This is the tensorflow implementation of our recent work, "Dense Transformer Networks". Please check the paper for details.
In this work, we propose Dense Transformer Networks to apply spatial transformation to semantic prediction tasks. Dense Transformer Networks can extract features based on irregular areas, whose shapes and sizes are based on data. In the meantime, Dense Transformer Networks provide a method that efficiently restores spatial relations.
If using this code, please cite our paper.
@article{li2017dtn,
title={Dense Transformer Networks},
author={Jun Li and Yongjun Chen and Lei Cai and Ian Davidson and Shuiwang
Ji},
journal={arXiv preprint arXiv:1705.08881},
year={2017}
}
We perform our experiment on two datasets to compare the baseline U-Net model and the proposed DTN model.
- PASCAL dataset
Sample segmentation results on the PASCAL 2012 segmentation data set. The first and second rows are the original images and the corresponding ground truth, respectively. The third and fourth rows are the segmentation results of U-Net and DTN, respectively.
- SNEMI3D dataset
All network hyperparameters are configured in main.py.

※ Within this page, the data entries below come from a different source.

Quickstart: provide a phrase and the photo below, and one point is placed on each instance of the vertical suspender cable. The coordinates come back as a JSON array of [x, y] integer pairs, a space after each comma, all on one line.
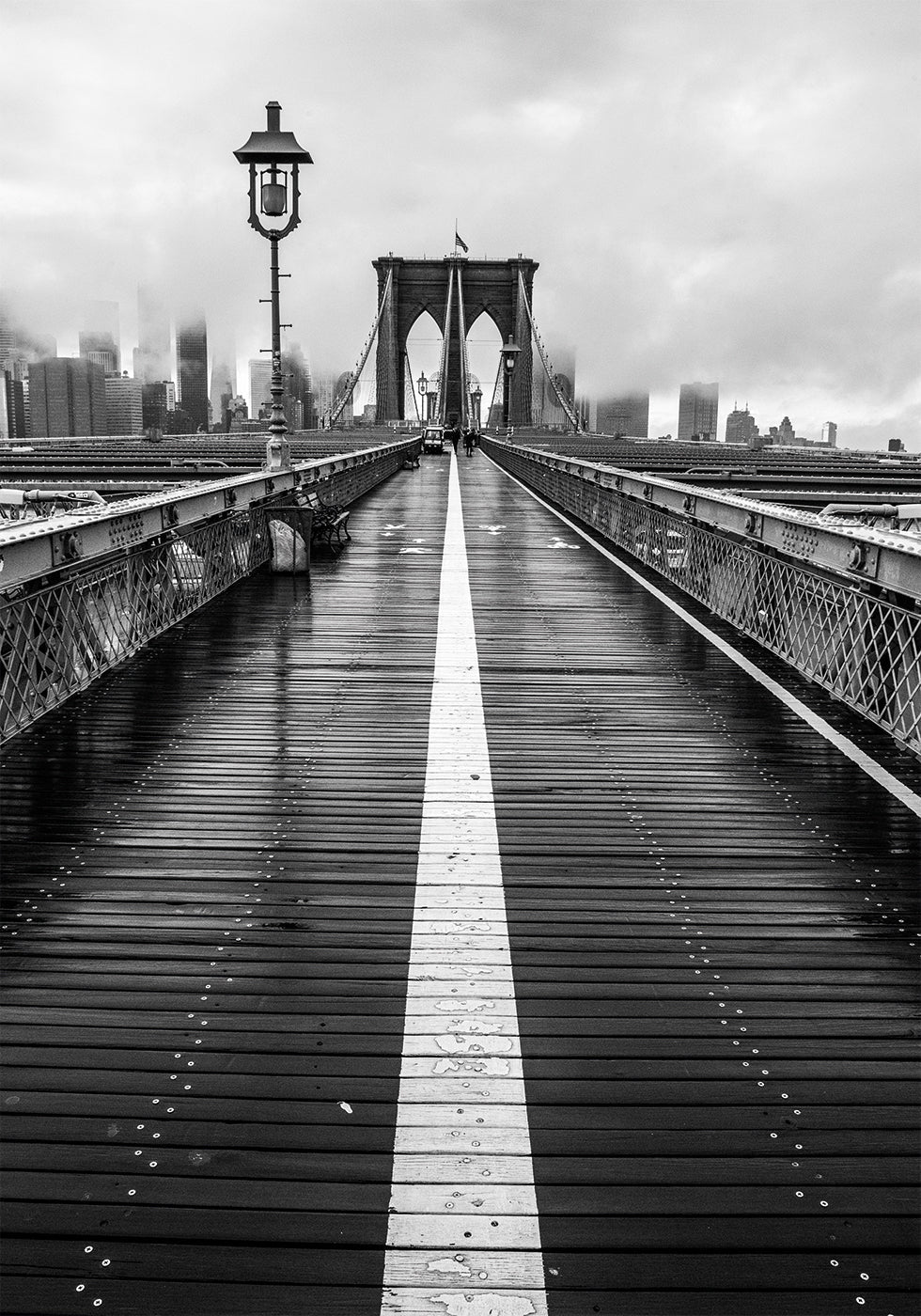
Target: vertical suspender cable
[[352, 378], [569, 410], [443, 372]]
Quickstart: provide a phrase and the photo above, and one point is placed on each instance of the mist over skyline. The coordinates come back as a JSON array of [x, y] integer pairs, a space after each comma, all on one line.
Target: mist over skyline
[[716, 191]]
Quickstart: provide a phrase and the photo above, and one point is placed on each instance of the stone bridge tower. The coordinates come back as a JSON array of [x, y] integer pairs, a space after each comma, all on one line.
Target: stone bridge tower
[[491, 286]]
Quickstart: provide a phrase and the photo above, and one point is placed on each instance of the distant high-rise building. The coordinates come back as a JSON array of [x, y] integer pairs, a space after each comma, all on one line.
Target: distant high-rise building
[[260, 379], [68, 397], [101, 338], [299, 401], [124, 404], [158, 400], [193, 368], [153, 355], [13, 401], [627, 414], [786, 433], [741, 428], [223, 384], [697, 405]]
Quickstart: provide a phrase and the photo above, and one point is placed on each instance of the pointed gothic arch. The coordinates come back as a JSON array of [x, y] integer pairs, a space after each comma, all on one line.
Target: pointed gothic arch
[[489, 286]]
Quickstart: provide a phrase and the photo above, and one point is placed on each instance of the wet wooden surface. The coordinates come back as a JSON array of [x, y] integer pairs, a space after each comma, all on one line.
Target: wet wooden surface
[[208, 885]]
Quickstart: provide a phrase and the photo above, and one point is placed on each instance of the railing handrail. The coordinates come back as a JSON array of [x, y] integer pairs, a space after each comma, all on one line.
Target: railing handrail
[[32, 549], [890, 558]]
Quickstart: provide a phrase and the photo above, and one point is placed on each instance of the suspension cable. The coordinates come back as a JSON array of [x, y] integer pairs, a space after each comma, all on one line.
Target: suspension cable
[[338, 405], [569, 410], [464, 362], [443, 371], [412, 388], [495, 388]]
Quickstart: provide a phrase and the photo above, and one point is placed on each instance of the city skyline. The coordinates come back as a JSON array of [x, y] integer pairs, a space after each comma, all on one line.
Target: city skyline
[[767, 237]]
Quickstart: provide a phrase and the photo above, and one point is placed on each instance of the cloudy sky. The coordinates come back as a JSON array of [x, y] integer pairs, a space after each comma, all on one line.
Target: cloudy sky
[[713, 188]]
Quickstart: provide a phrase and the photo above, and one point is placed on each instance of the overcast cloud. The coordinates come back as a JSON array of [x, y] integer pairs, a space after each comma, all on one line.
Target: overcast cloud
[[714, 188]]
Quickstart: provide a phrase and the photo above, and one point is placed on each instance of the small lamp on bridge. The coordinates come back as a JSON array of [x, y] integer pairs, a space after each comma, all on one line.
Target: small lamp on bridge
[[509, 357], [266, 154], [476, 399]]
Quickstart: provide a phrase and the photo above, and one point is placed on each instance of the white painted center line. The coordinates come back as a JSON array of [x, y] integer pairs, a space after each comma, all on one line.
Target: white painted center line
[[463, 1234]]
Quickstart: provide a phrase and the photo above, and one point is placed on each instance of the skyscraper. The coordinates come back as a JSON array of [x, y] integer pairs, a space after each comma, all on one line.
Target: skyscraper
[[627, 414], [122, 404], [697, 410], [741, 428], [101, 338], [193, 368], [68, 397], [223, 384], [153, 357]]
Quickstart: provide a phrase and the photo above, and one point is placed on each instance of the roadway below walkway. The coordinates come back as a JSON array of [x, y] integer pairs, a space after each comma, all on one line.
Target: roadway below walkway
[[462, 933]]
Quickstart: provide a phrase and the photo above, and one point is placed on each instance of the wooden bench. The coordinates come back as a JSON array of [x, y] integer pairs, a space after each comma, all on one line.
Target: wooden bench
[[331, 523]]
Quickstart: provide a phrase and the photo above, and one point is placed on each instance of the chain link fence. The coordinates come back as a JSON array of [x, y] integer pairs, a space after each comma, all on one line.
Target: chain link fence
[[857, 641], [56, 638]]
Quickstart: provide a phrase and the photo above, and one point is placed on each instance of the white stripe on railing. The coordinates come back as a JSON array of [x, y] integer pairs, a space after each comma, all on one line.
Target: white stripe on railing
[[463, 1234]]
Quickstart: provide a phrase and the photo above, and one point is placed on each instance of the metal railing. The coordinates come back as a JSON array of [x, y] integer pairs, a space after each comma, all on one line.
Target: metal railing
[[838, 603], [81, 594]]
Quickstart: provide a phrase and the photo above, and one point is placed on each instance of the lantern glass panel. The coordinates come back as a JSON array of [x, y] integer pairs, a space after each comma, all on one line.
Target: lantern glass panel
[[273, 195]]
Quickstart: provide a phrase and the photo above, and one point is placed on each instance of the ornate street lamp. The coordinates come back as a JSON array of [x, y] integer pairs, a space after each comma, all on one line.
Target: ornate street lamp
[[266, 154], [509, 357], [476, 399]]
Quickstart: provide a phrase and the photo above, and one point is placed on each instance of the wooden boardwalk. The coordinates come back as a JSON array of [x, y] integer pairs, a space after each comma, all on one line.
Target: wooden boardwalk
[[211, 870]]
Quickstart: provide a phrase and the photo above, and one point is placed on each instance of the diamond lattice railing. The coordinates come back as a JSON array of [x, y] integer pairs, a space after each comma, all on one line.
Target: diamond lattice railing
[[55, 640], [862, 648]]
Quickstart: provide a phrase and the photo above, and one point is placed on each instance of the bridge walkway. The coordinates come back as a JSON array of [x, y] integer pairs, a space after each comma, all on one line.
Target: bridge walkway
[[568, 973]]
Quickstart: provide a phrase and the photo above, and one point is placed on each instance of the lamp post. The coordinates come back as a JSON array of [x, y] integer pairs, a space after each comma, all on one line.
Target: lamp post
[[266, 153], [509, 357]]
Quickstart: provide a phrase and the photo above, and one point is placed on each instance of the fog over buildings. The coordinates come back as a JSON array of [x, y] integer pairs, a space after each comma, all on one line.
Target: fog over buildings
[[713, 191]]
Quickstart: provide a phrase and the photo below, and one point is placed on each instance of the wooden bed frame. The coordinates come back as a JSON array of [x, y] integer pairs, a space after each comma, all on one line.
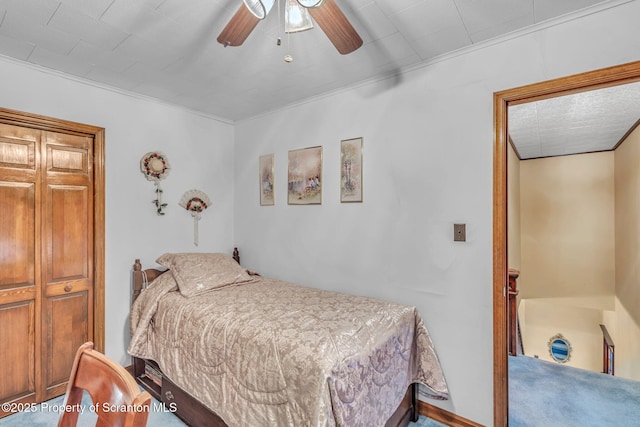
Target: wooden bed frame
[[192, 411]]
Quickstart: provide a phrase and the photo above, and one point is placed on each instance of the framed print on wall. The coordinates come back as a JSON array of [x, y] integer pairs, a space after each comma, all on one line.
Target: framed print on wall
[[304, 178], [351, 170], [266, 180]]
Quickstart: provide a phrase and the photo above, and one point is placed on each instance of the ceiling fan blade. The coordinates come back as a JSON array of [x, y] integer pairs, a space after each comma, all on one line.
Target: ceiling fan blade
[[238, 28], [336, 26]]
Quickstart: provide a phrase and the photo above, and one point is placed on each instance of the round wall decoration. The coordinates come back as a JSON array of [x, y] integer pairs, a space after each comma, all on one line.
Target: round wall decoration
[[559, 348], [155, 167], [195, 201]]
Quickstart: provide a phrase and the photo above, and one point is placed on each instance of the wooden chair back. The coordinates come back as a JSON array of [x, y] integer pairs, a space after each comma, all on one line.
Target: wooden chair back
[[116, 397]]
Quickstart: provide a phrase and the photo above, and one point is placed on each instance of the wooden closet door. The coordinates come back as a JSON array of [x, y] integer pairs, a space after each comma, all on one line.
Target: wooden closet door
[[20, 283], [67, 254], [46, 259]]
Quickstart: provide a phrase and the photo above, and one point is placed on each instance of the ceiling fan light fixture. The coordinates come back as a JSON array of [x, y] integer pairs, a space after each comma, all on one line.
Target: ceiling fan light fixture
[[310, 3], [259, 8], [296, 18]]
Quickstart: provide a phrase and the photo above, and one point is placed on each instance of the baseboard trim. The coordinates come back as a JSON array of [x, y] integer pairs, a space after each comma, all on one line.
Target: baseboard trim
[[443, 416]]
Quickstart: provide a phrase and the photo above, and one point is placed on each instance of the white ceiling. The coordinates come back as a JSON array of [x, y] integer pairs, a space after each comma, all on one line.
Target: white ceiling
[[585, 122], [167, 49]]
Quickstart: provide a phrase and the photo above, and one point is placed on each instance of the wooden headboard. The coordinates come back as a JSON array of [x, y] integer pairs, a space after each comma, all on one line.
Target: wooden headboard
[[143, 277]]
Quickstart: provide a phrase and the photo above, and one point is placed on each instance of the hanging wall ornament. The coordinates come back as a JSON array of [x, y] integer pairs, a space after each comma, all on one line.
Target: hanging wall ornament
[[195, 201], [155, 167]]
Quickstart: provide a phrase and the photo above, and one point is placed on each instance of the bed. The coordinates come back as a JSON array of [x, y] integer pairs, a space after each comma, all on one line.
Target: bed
[[221, 345]]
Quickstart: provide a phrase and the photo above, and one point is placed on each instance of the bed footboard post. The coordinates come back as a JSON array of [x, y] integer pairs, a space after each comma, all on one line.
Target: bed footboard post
[[415, 414]]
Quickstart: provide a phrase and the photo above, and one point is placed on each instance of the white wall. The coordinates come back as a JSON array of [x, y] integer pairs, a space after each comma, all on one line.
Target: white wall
[[427, 164], [199, 149]]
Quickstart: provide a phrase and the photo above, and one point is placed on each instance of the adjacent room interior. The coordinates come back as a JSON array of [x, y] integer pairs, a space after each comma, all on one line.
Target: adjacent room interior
[[346, 164]]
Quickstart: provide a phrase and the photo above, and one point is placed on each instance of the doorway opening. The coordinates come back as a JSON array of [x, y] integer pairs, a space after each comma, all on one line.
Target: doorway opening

max_epoch: how many iterations or steps to train
test_step: how many steps to perform a mini test or validation
save_step: how many steps to save the model
summary_step: how many steps to save the summary
keep_prob: dropout probability
valid_start_epoch: start step to test a model
valid_end_epoch: end step to test a model
valid_stride_of_epoch: stride to test a model
data_dir: data directory
train_data: h5 file for training
valid_data: h5 file for validation
test_data: h5 file for testing
batch: batch size
channel: input image channel number
height, width: height and width of input image
logdir: where to store log
modeldir: where to store saved models
sampledir: where to store predicted samples, please add a / at the end for convinience
model_name: the name prefix of saved models
reload_epoch: where to return training
test_epoch: which step to test or predict
random_seed: random seed for tensorflow
network_depth: how deep of the U-Net including the bottom layer
class_num: how many classes. Usually number of classes plus one for background
start_channel_num: the number of channel for the first conv layer
conv_name: use which convolutional layer in decoder. We have conv2d for standard convolutional layer, and ipixel_cl for input pixel convolutional layer proposed in our paper.
deconv_name: use which upsampling layer in decoder. We have deconv for standard deconvolutional layer, ipixel_dcl for input pixel deconvolutional layer, and pixel_dcl for pixel deconvolutional layer proposed in our paper.
add_dtn: add Dense Transformer Netwroks or not.
dtn_location: The Dense Transformer Networks location.
control_points_ratio: the ratio of control_points comparing with the Dense transformer networks input size.
After configure the network, we can start to train. Run
python main.py
The training of a U-Net for semantic segmentation will start.
We employ tensorboard to visualize the training process.
tensorboard --logdir=logdir/
The segmentation results including training and validation accuracies, and the prediction outputs are all available in tensorboard.
Select a good point to test your model based on validation result.
Fill the valid_start_epoch, valid_end_epoch and valid_stride_of_epoch in configure. Then run
python main.py --action=test
It will show the accuracy, loss and mean_iou at each epoch.
If you want to make some predictions, run
python main.py --action=predict
The predicted segmentation results will be in sampledir set in main.py, colored.
If you want to use Dense Transformer Networks, just Fill the add_dtn, dtn_location and control_points_ratio in configure function.